Comprendre, c’est tenter de fabriquer de l’intime avec du conventionnel. Lorsque je choisis de dire « les roseaux chantaient sous le vent », j’ai sélectionné des mots particuliers. Pour composer chacun d’entre eux, par stricte convention, un bruit spécifique est lié à un sens spécifique : le « bruit » (rozo) est lié au sens « roseau », le « bruit » () est lié au sens « vent », etc. Parce que nous parlons le français, nous nous sommes mis d’accord sur ces associations. De plus, j’ai organisé ces mots selon des règles conventionnelles ; c’est ainsi que j’ai placé « roseaux » avant « chantaient » pour indiquer qu’ils étaient responsables du « chant » ; ainsi j’ai utilisé « sous » pour indiquer la part prise par le vent dans cette action.

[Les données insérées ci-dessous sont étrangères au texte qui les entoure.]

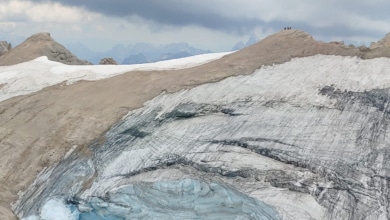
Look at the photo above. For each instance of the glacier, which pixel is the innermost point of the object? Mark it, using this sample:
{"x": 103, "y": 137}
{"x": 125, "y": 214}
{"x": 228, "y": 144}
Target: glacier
{"x": 28, "y": 77}
{"x": 306, "y": 139}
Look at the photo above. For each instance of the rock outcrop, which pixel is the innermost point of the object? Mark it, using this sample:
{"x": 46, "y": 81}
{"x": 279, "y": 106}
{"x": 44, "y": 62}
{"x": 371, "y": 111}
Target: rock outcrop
{"x": 385, "y": 42}
{"x": 41, "y": 44}
{"x": 303, "y": 140}
{"x": 108, "y": 61}
{"x": 4, "y": 47}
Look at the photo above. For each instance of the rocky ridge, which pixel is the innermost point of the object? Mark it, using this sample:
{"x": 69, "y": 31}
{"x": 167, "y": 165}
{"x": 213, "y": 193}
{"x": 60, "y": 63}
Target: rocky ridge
{"x": 4, "y": 47}
{"x": 81, "y": 121}
{"x": 41, "y": 44}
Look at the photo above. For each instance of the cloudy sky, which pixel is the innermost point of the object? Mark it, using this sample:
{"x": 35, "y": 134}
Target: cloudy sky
{"x": 215, "y": 24}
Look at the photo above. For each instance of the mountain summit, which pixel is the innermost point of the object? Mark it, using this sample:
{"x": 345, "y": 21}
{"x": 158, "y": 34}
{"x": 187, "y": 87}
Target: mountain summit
{"x": 288, "y": 128}
{"x": 41, "y": 44}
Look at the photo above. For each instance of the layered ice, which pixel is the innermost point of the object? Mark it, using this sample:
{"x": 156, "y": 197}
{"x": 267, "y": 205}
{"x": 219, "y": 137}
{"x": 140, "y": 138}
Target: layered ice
{"x": 307, "y": 139}
{"x": 182, "y": 199}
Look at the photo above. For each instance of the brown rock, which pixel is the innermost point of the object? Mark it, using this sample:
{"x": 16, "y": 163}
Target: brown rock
{"x": 40, "y": 45}
{"x": 4, "y": 47}
{"x": 37, "y": 130}
{"x": 385, "y": 42}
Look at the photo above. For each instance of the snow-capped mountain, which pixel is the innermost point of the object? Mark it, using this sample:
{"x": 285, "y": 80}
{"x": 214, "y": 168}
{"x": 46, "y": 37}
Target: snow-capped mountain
{"x": 289, "y": 128}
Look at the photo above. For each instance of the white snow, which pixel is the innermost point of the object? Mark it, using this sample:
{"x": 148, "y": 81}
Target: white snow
{"x": 31, "y": 76}
{"x": 55, "y": 210}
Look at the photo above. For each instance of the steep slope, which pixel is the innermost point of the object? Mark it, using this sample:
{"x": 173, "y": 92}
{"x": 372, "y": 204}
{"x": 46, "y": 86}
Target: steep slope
{"x": 37, "y": 45}
{"x": 4, "y": 47}
{"x": 304, "y": 140}
{"x": 38, "y": 129}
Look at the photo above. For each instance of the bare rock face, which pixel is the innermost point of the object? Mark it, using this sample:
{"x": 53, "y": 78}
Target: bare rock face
{"x": 385, "y": 42}
{"x": 307, "y": 139}
{"x": 4, "y": 47}
{"x": 108, "y": 61}
{"x": 41, "y": 44}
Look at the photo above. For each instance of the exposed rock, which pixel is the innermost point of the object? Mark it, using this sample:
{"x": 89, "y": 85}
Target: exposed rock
{"x": 319, "y": 157}
{"x": 385, "y": 42}
{"x": 4, "y": 47}
{"x": 40, "y": 45}
{"x": 108, "y": 61}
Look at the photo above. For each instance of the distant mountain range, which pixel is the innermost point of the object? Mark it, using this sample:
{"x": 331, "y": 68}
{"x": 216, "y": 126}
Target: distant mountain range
{"x": 240, "y": 45}
{"x": 145, "y": 52}
{"x": 137, "y": 53}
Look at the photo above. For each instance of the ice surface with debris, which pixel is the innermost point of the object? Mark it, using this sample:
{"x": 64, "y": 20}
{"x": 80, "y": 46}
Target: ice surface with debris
{"x": 28, "y": 77}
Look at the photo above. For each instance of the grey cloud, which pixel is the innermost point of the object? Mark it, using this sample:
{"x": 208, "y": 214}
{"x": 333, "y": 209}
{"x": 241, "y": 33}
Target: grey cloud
{"x": 209, "y": 14}
{"x": 169, "y": 12}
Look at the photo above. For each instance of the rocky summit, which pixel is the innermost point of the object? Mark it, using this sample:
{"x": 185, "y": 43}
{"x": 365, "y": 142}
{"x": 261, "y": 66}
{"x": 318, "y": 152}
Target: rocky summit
{"x": 41, "y": 44}
{"x": 289, "y": 128}
{"x": 4, "y": 47}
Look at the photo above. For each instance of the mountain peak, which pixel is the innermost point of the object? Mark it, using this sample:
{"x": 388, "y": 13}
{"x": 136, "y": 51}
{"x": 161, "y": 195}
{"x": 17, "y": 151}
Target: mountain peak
{"x": 384, "y": 42}
{"x": 41, "y": 44}
{"x": 45, "y": 36}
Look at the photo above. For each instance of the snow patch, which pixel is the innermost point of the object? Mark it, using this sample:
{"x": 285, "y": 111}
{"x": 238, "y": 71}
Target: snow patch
{"x": 32, "y": 76}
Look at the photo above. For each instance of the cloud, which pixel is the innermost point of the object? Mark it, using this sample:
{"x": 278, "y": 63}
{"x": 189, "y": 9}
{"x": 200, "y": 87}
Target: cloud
{"x": 48, "y": 12}
{"x": 7, "y": 26}
{"x": 242, "y": 17}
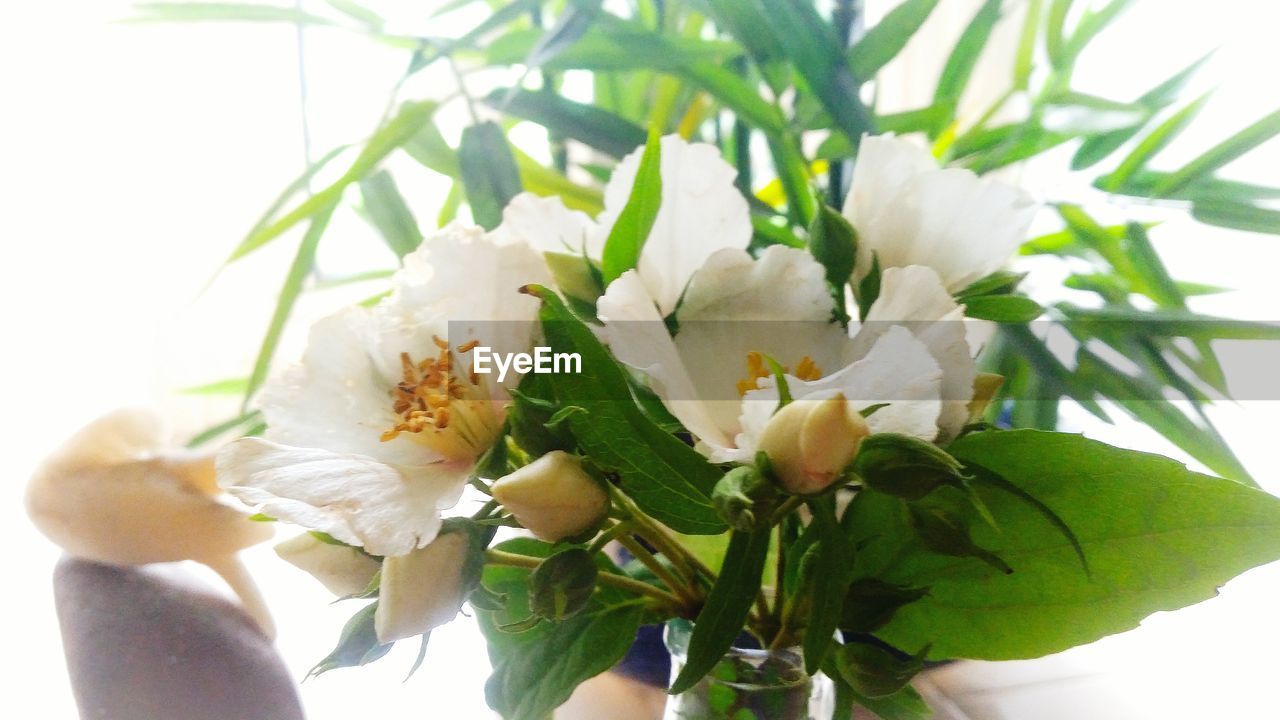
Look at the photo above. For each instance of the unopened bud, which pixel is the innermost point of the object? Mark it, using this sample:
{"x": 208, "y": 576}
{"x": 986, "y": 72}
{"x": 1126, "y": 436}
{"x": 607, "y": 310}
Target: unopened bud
{"x": 984, "y": 388}
{"x": 745, "y": 499}
{"x": 905, "y": 466}
{"x": 423, "y": 589}
{"x": 810, "y": 442}
{"x": 553, "y": 497}
{"x": 562, "y": 584}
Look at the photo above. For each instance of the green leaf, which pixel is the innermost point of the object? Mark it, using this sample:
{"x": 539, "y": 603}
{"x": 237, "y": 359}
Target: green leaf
{"x": 1153, "y": 144}
{"x": 964, "y": 55}
{"x": 356, "y": 646}
{"x": 1237, "y": 215}
{"x": 1002, "y": 308}
{"x": 881, "y": 44}
{"x": 489, "y": 172}
{"x": 631, "y": 229}
{"x": 833, "y": 244}
{"x": 202, "y": 12}
{"x": 1221, "y": 154}
{"x": 387, "y": 209}
{"x": 536, "y": 670}
{"x": 1169, "y": 538}
{"x": 728, "y": 602}
{"x": 301, "y": 268}
{"x": 664, "y": 477}
{"x": 397, "y": 131}
{"x": 602, "y": 130}
{"x": 831, "y": 574}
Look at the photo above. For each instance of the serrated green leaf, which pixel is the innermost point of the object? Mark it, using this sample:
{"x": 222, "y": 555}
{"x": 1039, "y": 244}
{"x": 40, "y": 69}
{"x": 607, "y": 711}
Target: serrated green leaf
{"x": 489, "y": 172}
{"x": 664, "y": 477}
{"x": 631, "y": 229}
{"x": 728, "y": 602}
{"x": 536, "y": 670}
{"x": 1170, "y": 538}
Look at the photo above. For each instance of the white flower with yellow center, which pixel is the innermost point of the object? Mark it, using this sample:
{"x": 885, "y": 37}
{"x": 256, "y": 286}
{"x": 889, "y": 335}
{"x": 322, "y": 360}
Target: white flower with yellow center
{"x": 379, "y": 427}
{"x": 740, "y": 313}
{"x": 909, "y": 212}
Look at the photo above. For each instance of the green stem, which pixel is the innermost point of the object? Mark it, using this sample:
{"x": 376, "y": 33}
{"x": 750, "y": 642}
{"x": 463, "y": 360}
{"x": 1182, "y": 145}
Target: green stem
{"x": 621, "y": 582}
{"x": 658, "y": 569}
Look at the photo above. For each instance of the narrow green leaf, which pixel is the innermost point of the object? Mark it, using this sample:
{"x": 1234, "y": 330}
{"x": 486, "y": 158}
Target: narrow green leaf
{"x": 406, "y": 123}
{"x": 588, "y": 124}
{"x": 631, "y": 229}
{"x": 1221, "y": 154}
{"x": 1170, "y": 538}
{"x": 727, "y": 605}
{"x": 388, "y": 212}
{"x": 489, "y": 172}
{"x": 964, "y": 55}
{"x": 301, "y": 268}
{"x": 1156, "y": 141}
{"x": 881, "y": 44}
{"x": 664, "y": 477}
{"x": 1002, "y": 308}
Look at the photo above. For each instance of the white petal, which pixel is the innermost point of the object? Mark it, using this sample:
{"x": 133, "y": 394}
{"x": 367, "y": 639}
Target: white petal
{"x": 702, "y": 212}
{"x": 899, "y": 370}
{"x": 357, "y": 500}
{"x": 915, "y": 297}
{"x": 421, "y": 589}
{"x": 547, "y": 226}
{"x": 777, "y": 305}
{"x": 639, "y": 338}
{"x": 912, "y": 213}
{"x": 342, "y": 570}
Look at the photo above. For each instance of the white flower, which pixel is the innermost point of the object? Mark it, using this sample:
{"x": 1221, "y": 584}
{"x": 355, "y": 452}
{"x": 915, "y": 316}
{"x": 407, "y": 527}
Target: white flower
{"x": 376, "y": 431}
{"x": 702, "y": 212}
{"x": 713, "y": 376}
{"x": 909, "y": 212}
{"x": 118, "y": 492}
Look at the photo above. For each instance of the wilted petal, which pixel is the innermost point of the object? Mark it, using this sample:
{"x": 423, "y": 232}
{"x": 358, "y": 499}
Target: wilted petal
{"x": 387, "y": 510}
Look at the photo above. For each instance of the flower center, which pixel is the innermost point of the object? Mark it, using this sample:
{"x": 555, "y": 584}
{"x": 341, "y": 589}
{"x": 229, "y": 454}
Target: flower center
{"x": 758, "y": 368}
{"x": 443, "y": 410}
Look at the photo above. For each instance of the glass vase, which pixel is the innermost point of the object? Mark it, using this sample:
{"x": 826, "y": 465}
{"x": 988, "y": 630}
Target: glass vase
{"x": 749, "y": 684}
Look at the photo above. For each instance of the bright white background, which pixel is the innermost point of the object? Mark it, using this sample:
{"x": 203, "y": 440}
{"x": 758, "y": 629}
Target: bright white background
{"x": 132, "y": 159}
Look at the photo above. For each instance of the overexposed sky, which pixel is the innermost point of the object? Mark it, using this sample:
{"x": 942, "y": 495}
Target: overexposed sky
{"x": 132, "y": 159}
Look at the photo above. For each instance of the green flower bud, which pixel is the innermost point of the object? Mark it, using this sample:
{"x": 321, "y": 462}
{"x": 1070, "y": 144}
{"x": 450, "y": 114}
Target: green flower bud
{"x": 562, "y": 584}
{"x": 871, "y": 604}
{"x": 810, "y": 442}
{"x": 553, "y": 497}
{"x": 876, "y": 671}
{"x": 745, "y": 499}
{"x": 945, "y": 533}
{"x": 423, "y": 589}
{"x": 905, "y": 466}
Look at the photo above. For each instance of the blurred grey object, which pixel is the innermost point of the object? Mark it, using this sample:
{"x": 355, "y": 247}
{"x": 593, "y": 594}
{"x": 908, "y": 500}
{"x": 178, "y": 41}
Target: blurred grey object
{"x": 155, "y": 643}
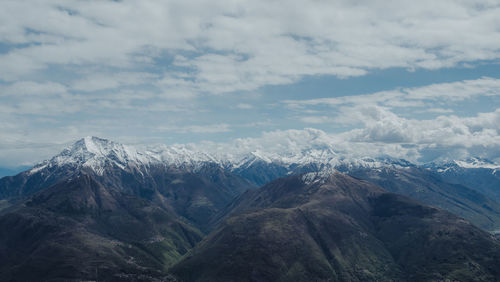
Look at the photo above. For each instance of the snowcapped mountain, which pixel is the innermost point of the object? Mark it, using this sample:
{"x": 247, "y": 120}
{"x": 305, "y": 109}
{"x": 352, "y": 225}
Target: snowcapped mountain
{"x": 96, "y": 154}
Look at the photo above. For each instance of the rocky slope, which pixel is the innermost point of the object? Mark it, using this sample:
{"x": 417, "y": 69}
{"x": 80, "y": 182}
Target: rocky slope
{"x": 337, "y": 228}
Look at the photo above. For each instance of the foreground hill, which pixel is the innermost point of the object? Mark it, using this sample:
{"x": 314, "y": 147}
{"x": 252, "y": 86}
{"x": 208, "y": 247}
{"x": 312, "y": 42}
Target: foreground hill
{"x": 81, "y": 230}
{"x": 336, "y": 228}
{"x": 430, "y": 188}
{"x": 191, "y": 189}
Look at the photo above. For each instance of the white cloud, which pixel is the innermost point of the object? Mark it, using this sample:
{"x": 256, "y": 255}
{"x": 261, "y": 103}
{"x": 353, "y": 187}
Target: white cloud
{"x": 243, "y": 106}
{"x": 234, "y": 46}
{"x": 412, "y": 97}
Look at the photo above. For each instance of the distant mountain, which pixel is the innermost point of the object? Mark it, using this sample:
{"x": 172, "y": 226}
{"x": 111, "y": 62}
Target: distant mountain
{"x": 481, "y": 175}
{"x": 332, "y": 227}
{"x": 9, "y": 171}
{"x": 430, "y": 188}
{"x": 79, "y": 229}
{"x": 196, "y": 185}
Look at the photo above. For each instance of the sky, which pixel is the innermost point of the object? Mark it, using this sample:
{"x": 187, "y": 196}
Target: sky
{"x": 413, "y": 79}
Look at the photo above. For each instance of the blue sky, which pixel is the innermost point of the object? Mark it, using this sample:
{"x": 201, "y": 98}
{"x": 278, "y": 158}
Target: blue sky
{"x": 419, "y": 80}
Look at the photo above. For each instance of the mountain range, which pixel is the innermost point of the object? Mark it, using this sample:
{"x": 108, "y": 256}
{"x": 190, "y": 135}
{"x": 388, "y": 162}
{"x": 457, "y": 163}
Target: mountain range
{"x": 101, "y": 210}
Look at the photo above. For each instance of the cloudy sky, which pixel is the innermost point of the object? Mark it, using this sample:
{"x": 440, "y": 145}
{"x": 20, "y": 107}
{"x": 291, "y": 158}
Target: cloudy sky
{"x": 413, "y": 79}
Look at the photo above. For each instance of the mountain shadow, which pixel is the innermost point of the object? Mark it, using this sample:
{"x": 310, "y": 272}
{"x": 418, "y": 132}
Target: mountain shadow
{"x": 337, "y": 228}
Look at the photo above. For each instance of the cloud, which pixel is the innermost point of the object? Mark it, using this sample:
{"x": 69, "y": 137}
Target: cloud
{"x": 232, "y": 46}
{"x": 243, "y": 106}
{"x": 423, "y": 96}
{"x": 210, "y": 128}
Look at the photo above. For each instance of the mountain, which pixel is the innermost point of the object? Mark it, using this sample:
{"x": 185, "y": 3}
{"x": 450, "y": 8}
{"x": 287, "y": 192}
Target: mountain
{"x": 479, "y": 174}
{"x": 197, "y": 185}
{"x": 430, "y": 188}
{"x": 79, "y": 229}
{"x": 332, "y": 227}
{"x": 189, "y": 187}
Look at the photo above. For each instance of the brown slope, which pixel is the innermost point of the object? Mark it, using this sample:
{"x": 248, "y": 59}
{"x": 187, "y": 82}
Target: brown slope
{"x": 82, "y": 230}
{"x": 340, "y": 230}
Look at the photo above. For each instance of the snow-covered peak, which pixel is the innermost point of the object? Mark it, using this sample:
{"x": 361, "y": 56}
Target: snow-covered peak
{"x": 97, "y": 153}
{"x": 466, "y": 163}
{"x": 477, "y": 163}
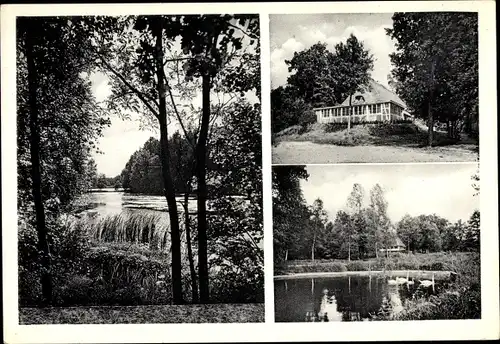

L’ensemble de ces conventions ne garantissent pas, malgré leur force, que l’expérience que j’ai vécue, sera reconstruite à l’identique par mon interlocuteur. Loin s’en faut ! Ces conventions ne font qu’activer avec plus ou moins de précision1 sa mémoire intime qui s’est, au fil de son existence, nourrie de tout ce qu’il a vu, ressenti, dit, entendu ou lu. Comprendre, c’est ainsi répondre à une sollicitation extérieure, exprimée sur le mode conventionnel, par la construction d’une représentation qui n’appartient qu’au « compreneur ». La même phrase déclenchera autant de représentations qu’il y aura d’interlocuteurs et cependant, toutes ces représentations, certes différentes, auront entre elles plus de choses en commun qu’avec celles déclenchées par une autre phrase. C’est là, la dimension paradoxale de la communication : nous avons à interpréter, au plus profond de nous-mêmes, la partition d’un autre. Pour qu’il y ait communication, il faut que cette interprétation soit éminemment personnelle mais en même temps scrupuleusement respectueuse des directives de l’Autre. C’est, me direz-vous, un défi analogue à celui que relève le musicien ; certes ! Mais le musicien rend publiquement compte de son interprétation alors que le « compreneur » effectue sa besogne dans le secret de sa boîte noire.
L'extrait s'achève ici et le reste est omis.